I was using a Wiznet 5500, on an Ethernet Featherwing. I'm unable to test on a Wiznet 5100 since I don't have a device that uses that chip.

On Thu, Apr 20, 2023, 03:12 Martin Stephens @.***> wrote:

@dgnuff https://github.com/dgnuff Were you using a W5500 or a W5100s?

— Reply to this email directly, view it on GitHub https://github.com/adafruit/Adafruit_CircuitPython_Wiznet5k/issues/109#issuecomment-1516073296, or unsubscribe https://github.com/notifications/unsubscribe-auth/AGK73XEK56WESEVD4UOLLHLXCEDYZANCNFSM6AAAAAAWYFDRJQ . You are receiving this because you were mentioned.Message ID: @.*** com>

BiffoBear commented 1 year ago

I was using a Wiznet 5500, on an Ethernet Featherwing. I'm unable to test on a Wiznet 5100 since I don't have a device that uses that chip.

The W5500 I have with me isn't functioning, so I cannot test against a W5500 until I get home in late May. The fact that both you and @FoamyGuy experience problems after a soft reset on a W5500 makes me think that the issue lies in the chip initialisation for the W5500. I made a best guess edit on the PR that I have pending, but it made things worse.

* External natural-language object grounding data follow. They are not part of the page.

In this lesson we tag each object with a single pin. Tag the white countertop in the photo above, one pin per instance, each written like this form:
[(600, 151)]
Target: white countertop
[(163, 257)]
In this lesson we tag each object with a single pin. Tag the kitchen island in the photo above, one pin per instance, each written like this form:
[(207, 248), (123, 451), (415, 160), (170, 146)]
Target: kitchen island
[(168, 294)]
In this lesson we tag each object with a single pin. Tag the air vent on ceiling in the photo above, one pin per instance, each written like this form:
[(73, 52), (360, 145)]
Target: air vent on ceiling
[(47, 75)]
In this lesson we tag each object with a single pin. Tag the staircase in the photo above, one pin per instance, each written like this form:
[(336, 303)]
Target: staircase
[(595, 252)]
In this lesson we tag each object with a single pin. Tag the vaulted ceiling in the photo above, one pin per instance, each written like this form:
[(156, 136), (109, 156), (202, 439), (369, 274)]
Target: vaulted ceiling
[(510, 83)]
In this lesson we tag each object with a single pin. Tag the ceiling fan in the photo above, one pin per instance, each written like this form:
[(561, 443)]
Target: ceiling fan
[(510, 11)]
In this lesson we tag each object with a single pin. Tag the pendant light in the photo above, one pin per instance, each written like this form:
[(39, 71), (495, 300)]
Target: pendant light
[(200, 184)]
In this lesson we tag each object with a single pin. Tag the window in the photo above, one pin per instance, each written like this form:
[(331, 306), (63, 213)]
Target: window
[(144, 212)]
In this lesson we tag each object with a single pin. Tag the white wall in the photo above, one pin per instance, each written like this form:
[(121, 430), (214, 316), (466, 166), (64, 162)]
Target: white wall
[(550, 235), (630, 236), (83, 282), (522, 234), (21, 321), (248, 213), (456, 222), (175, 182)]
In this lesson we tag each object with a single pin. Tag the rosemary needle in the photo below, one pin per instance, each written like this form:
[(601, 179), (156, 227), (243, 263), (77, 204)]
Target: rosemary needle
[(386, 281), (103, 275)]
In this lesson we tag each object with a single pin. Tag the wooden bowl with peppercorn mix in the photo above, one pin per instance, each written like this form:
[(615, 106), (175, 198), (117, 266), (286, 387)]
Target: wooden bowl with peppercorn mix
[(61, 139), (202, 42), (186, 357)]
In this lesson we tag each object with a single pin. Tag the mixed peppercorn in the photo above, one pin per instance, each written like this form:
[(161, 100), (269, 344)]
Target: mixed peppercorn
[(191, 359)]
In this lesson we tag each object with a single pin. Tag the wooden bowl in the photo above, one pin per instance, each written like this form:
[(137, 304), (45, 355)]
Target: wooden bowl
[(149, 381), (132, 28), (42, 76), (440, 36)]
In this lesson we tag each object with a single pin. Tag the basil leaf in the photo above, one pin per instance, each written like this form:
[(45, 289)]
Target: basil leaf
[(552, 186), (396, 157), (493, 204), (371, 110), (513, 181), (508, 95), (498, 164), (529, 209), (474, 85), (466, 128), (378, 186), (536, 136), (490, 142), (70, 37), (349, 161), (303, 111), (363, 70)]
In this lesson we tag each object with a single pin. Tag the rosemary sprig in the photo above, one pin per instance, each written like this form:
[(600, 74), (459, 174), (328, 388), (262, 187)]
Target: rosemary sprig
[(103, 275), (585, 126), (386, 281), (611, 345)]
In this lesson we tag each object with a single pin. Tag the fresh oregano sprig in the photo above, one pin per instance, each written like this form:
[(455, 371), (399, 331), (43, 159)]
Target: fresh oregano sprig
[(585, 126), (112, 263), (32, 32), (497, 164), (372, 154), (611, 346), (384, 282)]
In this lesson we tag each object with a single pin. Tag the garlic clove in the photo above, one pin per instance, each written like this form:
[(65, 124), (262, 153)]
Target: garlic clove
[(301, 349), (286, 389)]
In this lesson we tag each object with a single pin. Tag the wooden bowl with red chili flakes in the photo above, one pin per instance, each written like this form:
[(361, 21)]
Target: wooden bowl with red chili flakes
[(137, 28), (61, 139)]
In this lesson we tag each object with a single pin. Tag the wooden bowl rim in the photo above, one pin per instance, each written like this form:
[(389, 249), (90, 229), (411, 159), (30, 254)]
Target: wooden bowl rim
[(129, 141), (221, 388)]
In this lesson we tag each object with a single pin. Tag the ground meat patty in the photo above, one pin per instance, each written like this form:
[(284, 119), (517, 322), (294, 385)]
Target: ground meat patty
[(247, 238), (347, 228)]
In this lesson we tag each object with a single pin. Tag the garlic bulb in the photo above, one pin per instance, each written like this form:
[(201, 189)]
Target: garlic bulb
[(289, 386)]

If you are using the Adafruit Ethernet Feather, the W5500 hardware reset pin is broken out, and is supported in the library:

:param digitalio.DigitalInOut reset: Optional reset pin, defaults to None.

This may solve your problem, if it does, please let me know.

dgnuff commented 1 year ago

I can certainly adjust my code.py to specify the reset pin and see if that makes the problem go away. Even so, I have a software fix available that I'd like to consider submitting, since it will help people who are using W5500 chips that don't have the reset wired up.

BiffoBear commented 1 year ago

I can certainly adjust my code.py to specify the reset pin and see if that makes the problem go away. Even so, I have a software fix available that I'd like to consider submitting, since it will help people who are using W5500 chips that don't have the reset wired up.

Thanks! I purloined a soldering iron and fixed my w5500, so I'm able to test on it. The problem is solved by soft resetting the w5500 during initialisation. The fix works on my pending DHCP PR and I've opened a PR to fix it in the current main branch.